I believe that love does not die...it just can't - I guess that's why we who are still here continue with that longing to be reunited with all those that have touched and made our hearts what they are. Of course you will continue to make room for him and will continue to imagine all the wonderful things that could have been because you love him and it's very much you still keeping in touch with him and showing him that he will always be a huge part of your life.

 

As much as today will bring you sadness, I hope it will bring you peace knowing that one sweet day you will be together. God Bless.

Posted

Hey Gerritt,

 

What an extremely sobering thought. I too am new to this board, but I would like to extend my regards to you and your family today. I don't have any children, and I can only imagine how you feel. I am very sorry to hear of your loss.

Posted

there are a few days on this board that will stay in my heart forever.

 

The day you lost your son and the day LEW lost his.

 

I still to this day keep both in my thoughts.

 

Lots has changed around here in the last five years, but the core group hasn't changed, all great folks.

 

Gerritt, please keep you head up, and your chin held high. Thats what your son would have wanted. I bet he'd have been a helluva hockey player!

Posted

Yes Gerritt, I too remember the sadness of that day. Time goes by all too quickly, 5 years sounds like a long time when we look into the future, but it sure goes by fast. I am sure you have many fine memories of the times you had together, keep the memories with you and he will always be there.

 

Take care.

Posted

Gerritt,

 

This is the first I've heard too.

You've made me reflect on how precious my only son is.

 

Thank you and sorry for your tragic loss.

Posted

Thank you everyone for your words of support and understanding..

 

Truly the best people reside here.

 

Many people from OFC experienced what happened 5 years ago... They were by my side when I needed them the most.. That is why I mentioned it being 5 years today.. So noone will ever forget just how precious our kids are..Sometimes we take for granted they will be there at the end of a long day at work offering up a hug that makes all the days stresses just disappear....

 

But for some this is not the case...For some those hugs are not there....

 

Give your kids a little something extra today.. Be it a hug, a smile or just a couple more minutes to watch tv with you..

 

Gerritt.

Posted

Yes my frend, life goes by too fast ! As much as these dates cause us pain, they also remind us to treasure each day... and I think we need that to keep us on track.

 

I know that after 35 + years ... twice a year (his birthday and the day he died) I share the emotions you must be feeling (my father was taken from me when I was 7) ... and I think, as much as it hurts to remember ... it would be so much worse to forget.

 

My thoughts are with you today brother.

Posted

You don't know me but know that one more person shares your pain.

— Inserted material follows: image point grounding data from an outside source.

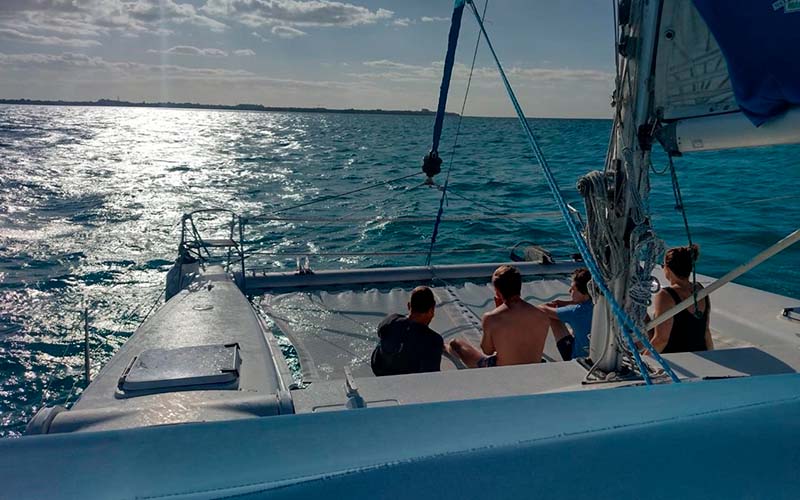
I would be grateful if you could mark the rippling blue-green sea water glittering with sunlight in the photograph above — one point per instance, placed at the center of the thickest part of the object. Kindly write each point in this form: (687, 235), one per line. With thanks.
(91, 200)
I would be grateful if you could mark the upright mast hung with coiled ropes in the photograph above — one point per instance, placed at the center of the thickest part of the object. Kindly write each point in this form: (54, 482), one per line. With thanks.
(619, 225)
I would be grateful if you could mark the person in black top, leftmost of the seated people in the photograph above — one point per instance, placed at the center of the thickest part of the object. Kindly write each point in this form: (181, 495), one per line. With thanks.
(407, 344)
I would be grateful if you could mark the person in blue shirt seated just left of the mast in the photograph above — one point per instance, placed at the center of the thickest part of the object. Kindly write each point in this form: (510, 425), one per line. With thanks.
(577, 313)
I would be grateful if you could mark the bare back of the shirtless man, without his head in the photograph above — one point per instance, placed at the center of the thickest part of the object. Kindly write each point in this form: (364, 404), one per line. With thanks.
(517, 331)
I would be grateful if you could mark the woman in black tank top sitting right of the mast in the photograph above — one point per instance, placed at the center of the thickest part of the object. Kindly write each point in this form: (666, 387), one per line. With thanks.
(688, 330)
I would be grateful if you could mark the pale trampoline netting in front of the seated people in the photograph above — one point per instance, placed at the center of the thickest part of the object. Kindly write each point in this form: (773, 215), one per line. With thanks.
(332, 330)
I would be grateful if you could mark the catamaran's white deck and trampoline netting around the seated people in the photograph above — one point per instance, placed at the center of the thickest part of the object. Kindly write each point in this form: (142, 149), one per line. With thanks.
(334, 330)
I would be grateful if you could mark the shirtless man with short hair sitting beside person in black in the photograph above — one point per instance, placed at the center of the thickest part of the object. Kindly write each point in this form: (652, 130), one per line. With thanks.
(513, 333)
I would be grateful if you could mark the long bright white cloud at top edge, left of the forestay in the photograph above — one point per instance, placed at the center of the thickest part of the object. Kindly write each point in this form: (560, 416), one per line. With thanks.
(256, 13)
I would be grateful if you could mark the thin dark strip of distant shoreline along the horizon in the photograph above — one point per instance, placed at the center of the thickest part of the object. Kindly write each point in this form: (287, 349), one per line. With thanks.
(236, 107)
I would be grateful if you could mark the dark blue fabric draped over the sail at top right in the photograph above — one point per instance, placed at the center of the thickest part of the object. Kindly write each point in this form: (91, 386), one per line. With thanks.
(759, 40)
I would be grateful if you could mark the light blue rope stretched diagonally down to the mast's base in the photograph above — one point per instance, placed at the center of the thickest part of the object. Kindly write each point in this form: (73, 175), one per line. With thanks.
(626, 322)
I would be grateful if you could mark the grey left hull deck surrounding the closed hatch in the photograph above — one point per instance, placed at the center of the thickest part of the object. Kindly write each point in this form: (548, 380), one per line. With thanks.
(211, 312)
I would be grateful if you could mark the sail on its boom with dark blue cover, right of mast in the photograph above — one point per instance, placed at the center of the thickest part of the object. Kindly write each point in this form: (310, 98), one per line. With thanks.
(717, 77)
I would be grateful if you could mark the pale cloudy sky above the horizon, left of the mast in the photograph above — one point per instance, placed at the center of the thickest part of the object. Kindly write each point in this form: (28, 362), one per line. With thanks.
(362, 54)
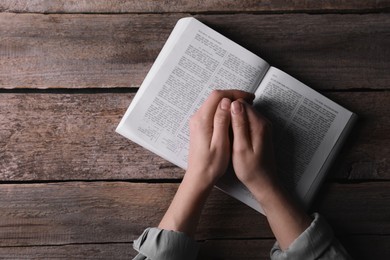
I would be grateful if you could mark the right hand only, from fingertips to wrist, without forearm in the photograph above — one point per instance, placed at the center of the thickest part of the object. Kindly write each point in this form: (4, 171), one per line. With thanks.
(253, 155)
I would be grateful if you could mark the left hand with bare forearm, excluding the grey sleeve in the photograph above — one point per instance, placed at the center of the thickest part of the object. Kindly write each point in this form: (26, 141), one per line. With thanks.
(209, 156)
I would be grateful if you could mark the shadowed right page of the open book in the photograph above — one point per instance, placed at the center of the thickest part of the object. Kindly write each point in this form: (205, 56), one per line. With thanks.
(306, 128)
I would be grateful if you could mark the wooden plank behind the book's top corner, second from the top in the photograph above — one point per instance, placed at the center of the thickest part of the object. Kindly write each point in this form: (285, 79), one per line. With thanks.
(330, 51)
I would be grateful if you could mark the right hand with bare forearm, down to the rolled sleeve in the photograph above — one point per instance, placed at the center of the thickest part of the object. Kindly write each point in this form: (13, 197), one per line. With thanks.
(254, 164)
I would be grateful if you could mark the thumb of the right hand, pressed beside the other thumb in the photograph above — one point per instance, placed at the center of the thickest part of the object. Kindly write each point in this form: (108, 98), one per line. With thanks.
(242, 139)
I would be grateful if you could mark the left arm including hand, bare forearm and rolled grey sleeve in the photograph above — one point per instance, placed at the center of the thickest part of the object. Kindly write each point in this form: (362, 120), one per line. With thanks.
(209, 156)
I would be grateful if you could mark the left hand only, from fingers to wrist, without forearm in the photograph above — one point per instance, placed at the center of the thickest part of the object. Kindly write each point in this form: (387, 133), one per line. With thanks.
(209, 153)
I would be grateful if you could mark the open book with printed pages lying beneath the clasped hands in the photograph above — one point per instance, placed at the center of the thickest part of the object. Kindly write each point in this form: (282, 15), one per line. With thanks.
(308, 127)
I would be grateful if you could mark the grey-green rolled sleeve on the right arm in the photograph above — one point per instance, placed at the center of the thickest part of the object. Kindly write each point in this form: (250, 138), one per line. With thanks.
(316, 242)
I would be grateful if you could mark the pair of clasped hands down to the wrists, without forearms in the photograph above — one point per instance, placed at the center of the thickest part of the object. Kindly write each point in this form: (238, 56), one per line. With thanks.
(212, 148)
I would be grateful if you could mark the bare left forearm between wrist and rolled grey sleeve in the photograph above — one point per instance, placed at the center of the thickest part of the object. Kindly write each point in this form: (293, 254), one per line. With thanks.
(184, 212)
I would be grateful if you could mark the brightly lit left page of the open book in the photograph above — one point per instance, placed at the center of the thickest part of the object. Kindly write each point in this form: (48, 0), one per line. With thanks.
(194, 61)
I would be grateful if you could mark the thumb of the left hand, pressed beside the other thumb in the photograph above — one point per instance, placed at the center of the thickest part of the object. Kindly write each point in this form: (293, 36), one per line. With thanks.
(220, 136)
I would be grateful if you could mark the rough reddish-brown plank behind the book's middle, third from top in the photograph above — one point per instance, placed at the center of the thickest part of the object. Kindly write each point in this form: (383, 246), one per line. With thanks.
(72, 137)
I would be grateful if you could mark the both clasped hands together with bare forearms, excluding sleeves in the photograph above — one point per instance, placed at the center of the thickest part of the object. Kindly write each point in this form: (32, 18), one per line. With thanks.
(225, 129)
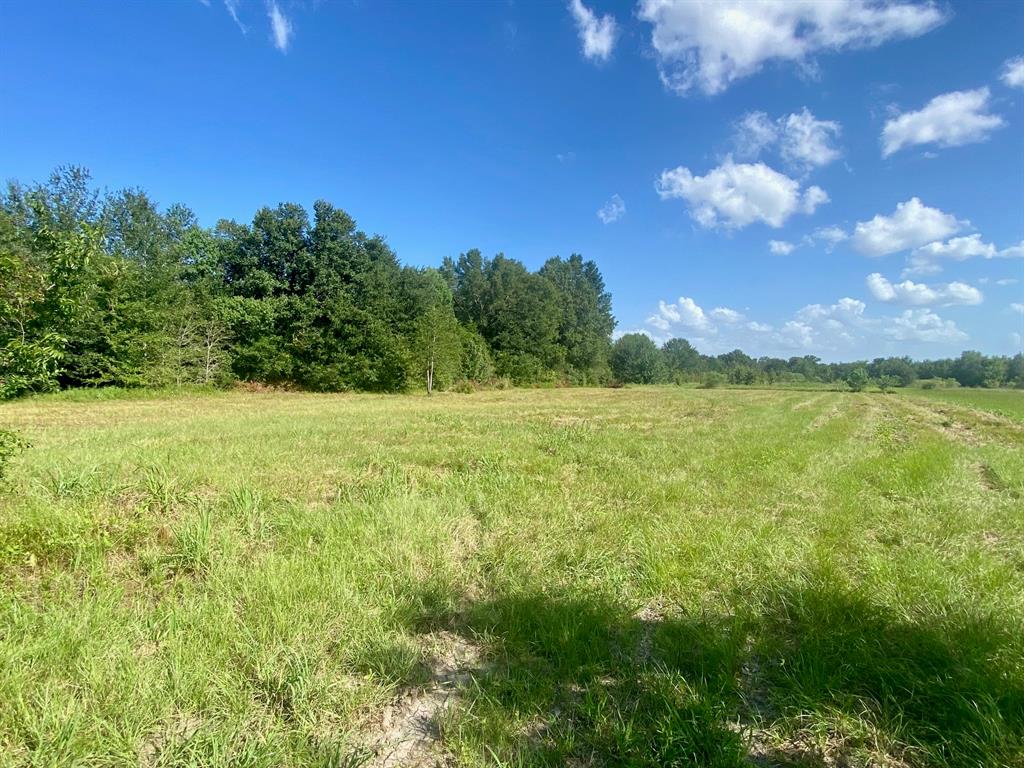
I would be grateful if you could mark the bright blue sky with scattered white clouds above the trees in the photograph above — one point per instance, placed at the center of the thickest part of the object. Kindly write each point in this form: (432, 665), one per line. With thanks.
(881, 146)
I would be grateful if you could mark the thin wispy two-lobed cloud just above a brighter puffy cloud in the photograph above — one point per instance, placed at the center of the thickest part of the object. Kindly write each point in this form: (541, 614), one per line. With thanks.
(802, 140)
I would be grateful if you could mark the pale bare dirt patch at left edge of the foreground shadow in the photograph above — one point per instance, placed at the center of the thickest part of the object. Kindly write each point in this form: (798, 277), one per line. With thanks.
(409, 734)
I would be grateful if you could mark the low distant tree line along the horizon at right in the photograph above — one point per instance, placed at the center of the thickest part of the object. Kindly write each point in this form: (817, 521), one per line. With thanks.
(636, 359)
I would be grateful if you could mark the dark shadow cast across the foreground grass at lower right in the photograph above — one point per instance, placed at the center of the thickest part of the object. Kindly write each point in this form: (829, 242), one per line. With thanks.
(822, 677)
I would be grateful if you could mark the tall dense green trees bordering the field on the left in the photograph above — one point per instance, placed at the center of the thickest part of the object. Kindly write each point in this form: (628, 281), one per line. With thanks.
(109, 290)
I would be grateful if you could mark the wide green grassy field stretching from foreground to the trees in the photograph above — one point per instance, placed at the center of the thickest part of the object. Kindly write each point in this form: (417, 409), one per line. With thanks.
(641, 577)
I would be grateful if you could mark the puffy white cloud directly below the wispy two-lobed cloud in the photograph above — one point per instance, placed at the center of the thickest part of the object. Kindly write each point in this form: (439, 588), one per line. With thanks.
(736, 195)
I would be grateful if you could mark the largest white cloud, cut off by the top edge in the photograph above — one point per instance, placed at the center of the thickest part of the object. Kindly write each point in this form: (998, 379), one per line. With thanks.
(709, 45)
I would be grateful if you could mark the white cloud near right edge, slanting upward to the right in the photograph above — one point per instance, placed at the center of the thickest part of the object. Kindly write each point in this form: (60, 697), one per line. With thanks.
(950, 120)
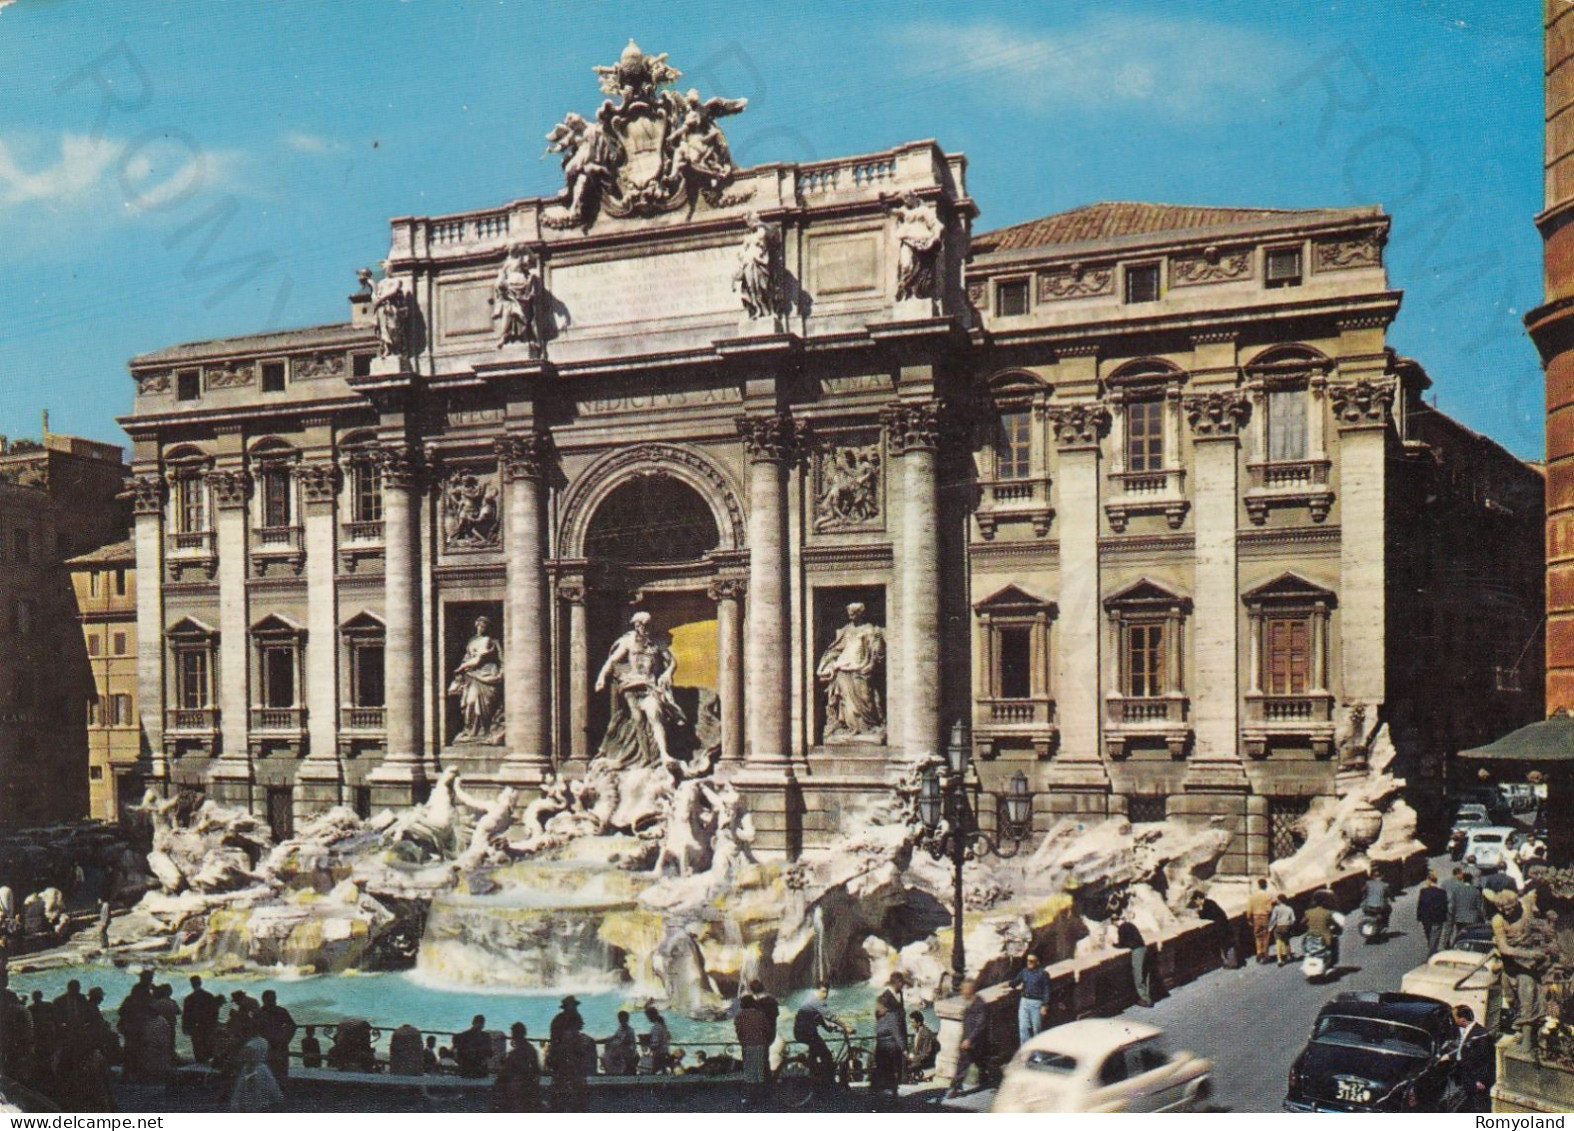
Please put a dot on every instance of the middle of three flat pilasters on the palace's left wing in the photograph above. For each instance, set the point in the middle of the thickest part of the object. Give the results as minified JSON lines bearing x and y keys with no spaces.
{"x":229,"y":490}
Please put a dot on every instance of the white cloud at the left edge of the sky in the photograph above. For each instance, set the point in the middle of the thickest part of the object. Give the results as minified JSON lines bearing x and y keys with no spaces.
{"x":98,"y":174}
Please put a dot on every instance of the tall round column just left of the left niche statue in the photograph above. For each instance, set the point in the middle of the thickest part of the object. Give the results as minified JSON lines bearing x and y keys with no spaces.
{"x":402,"y":643}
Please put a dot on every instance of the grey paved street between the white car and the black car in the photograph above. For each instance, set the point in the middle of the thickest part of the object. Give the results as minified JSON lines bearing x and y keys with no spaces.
{"x":1254,"y":1022}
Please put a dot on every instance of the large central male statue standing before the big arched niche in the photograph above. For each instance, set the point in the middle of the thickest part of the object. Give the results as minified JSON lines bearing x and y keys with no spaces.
{"x":641,"y":669}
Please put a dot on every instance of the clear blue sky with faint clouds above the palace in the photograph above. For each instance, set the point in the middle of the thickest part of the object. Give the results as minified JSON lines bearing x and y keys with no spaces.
{"x":187,"y":171}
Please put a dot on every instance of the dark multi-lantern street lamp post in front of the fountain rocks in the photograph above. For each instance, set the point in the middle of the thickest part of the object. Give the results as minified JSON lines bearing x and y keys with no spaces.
{"x":953,"y":831}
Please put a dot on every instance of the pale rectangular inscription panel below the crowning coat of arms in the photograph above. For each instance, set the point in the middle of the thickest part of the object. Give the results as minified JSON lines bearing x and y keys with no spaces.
{"x":657,"y":287}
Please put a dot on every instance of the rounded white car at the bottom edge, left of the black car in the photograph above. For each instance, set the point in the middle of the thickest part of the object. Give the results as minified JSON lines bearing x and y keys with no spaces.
{"x":1103,"y":1066}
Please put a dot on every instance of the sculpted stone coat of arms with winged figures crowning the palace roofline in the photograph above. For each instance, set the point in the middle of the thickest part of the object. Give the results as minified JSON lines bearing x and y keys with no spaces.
{"x":654,"y":150}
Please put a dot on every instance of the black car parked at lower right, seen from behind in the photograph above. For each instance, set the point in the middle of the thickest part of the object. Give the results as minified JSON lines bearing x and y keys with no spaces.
{"x":1378,"y":1053}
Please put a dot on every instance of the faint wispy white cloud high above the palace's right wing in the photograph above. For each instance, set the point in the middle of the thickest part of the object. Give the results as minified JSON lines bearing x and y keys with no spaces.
{"x":1180,"y":67}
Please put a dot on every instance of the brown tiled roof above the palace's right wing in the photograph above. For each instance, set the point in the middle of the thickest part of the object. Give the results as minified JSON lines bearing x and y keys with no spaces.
{"x":1110,"y":219}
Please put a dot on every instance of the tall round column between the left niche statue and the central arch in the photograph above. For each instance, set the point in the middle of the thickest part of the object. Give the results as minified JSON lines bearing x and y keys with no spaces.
{"x":527,"y":685}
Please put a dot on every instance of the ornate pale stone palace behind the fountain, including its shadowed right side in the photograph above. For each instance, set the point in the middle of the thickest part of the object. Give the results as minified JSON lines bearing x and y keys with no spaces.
{"x":1129,"y":490}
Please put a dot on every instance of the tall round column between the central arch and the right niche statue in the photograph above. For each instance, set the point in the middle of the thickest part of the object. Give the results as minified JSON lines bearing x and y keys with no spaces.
{"x":772,"y":443}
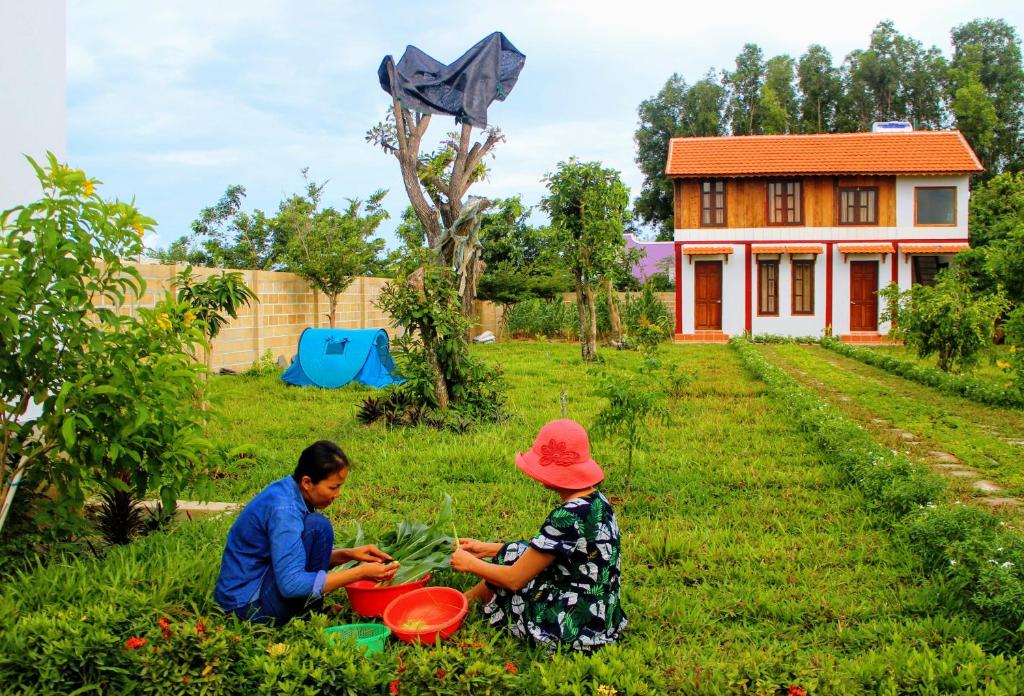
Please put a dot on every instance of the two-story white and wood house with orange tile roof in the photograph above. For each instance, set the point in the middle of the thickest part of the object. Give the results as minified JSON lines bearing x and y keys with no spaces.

I forget who said this but it's something like: pain shared is diminished and joy shared is increased. I hope the support in this forum helps you.

Posted

As I have said to you personally, your strength is remarkable. You were one of the first to try and connect with me last week during my family's time of tragedy. Unfortunately, I was not around at the time to be there for you. Thanks for reminding us how important times with family and friends really is and I will give my kids an extra hug tonight when I get home.

G, give Liam an extra hug tonight, you are a very special person.